Ultimately, do you think leaving the EU will be a good or bad thing for the UK property market?
Long term, the UK property market will prevail; people still need somewhere to live and there is still a national property shortage, but in the short term we’re in for a rocky road.
What do you think will happen to the UK property market in the short term?
I would expect to see a price readjustment, which would see property prices fall by around five percent. I would also expect to see more sales falling through and time on market increasing, as buyers, mortgage providers and surveyors all become more nervous.
Should homeowners planning to buy/move in the next 12 months still do so, or hold off?
If you have a genuine need to move, do so, if you don’t, don’t. Any drop in house prices will be across the entire property market, so your onward move is likely to be as affected as the property you’re selling. If you’re a first time buyer it might be wise to hold off for a few months to see what happens, but of course it’s worth remembering that when prices do drop, there’s likely to be increased competition for already limited housing stock, so if you find your dream property it may be worth moving forward with the sale while the market is quiet.
Should property investors keep investing, sit tight or start clearing their portfolios?

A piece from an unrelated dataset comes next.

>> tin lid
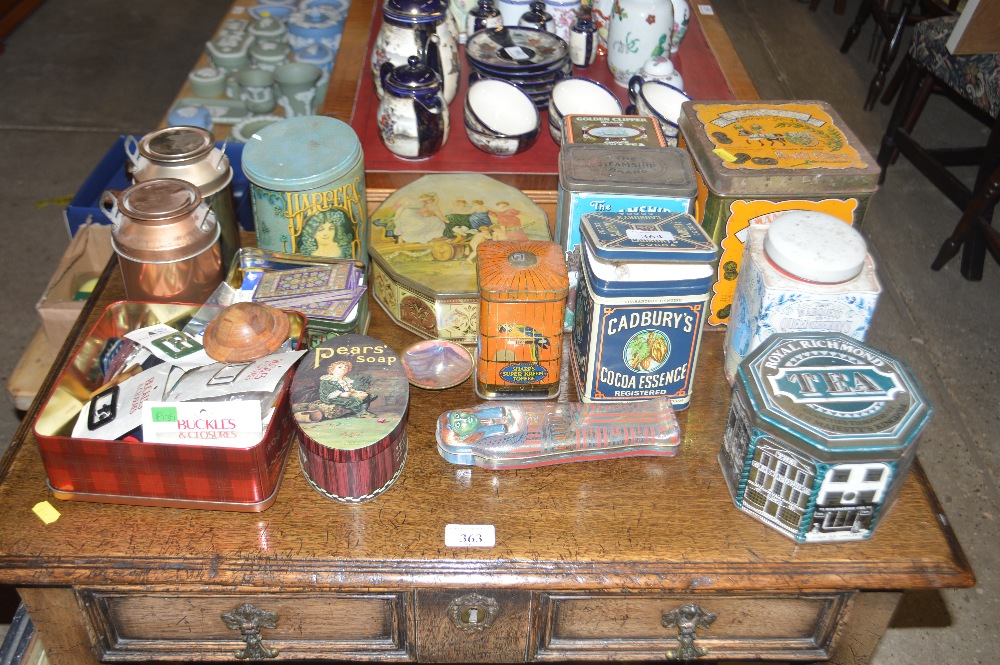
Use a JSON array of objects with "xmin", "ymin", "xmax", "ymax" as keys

Investors are having a tough time of it at the moment. Things were already getting more difficult for them, in terms of legislation, increased stamp duty etc. before the referendum, so falling house prices are likely to make things even more difficult. We were already starting to see a trend of property investors trying to get out of the market and sell off their properties, so that trend may well increase, but on the other hand, investors need to put their money somewhere, and if another recession were to hit, as some experts are predicting, they may feel safer investing in bricks and mortar rather than volatile stock markets.